The West should firmly spearhead the Euro-Atlantic path of Armenia and Georgia to counter the anti-western approach of the other regional players involved. It follows that investments on transports and logistics and the opening of an American military base in Armenia and Georgia are strategic to deter the Russo-Chinese influence and the Azeri and Russian aggression respectively. It would present them with the opportunity to become independent and establish permanent ties to the West. More military involvement should serve to keep firmer roots in the area.
As Azerbaijan and Russia will increase their cooperation and activism, Armenia and Georgia should be the focus of a strategy to deter further territorial reconfiguration. The US-Armenia joint military drill should go beyond the 1994 NATO partnership for peace. It requires EU and US increased support, not least military, by profiting from Armenia’s refusal to sign a CSTO defence aid deal, signing a proper defence deal with Western powers and proceeding with arming Armenia to help its army start meeting NATO standards. It will require Armenia’s resolve to exit the CSTO and the EEU, expel Russian peacemakers and shut down the Russian military base.

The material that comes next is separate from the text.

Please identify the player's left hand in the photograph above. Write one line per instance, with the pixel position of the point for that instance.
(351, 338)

Regarding Georgia, as Irakli Beraia put it, NATO needs to speed up the integration process that would help disentangle the country, as the EU needs to offer the membership status to pave the way to Europeanisation as Moscow continues to destabilise and threatens to intervene through potential annexations of both Abkhazia and South Ossetia, thus opening a new front. In the interim, the EU mission in the country should go with ad hoc NATO involvement to counter the possible opening of a Russian military base on the Black Sea coast of occupied Abkhazia.
Conclusions
The transactional relations the West should entertain with the Caspian countries should be matched by deeper ties with the regional actors that, despite evident internal constraints and contradictions, aspire to integrate with the EU and NATO and seek a diversification policy. It will progressively favour the choice of privileging ties to the West.
The rapport between the West and Azerbaijan is purely transactional, thus becoming fundamental for the EU to treat it as a gas supplier and no ally for strategic diversification. The same goes, albeit alarmingly, with NATO member Turkey further in opposition to NATO principles and values. The EU should stop appeasing the pan-Turkic objectives and acquiescing to its project involving directly or indirectly China and Russia in the spirit of Erdogan’s motto of “the world is bigger than five” and Aliyev’s view of a multipolar world as a “guarantee of stability”.
Finally, Armenia should establish closer ties with Georgia that would oppose Turkey, Azerbaijan, Russia and Iran by dropping past grievances that play in their hands to expand the Western front against regional Empires and China wanting to appropriate vital routes to Europe.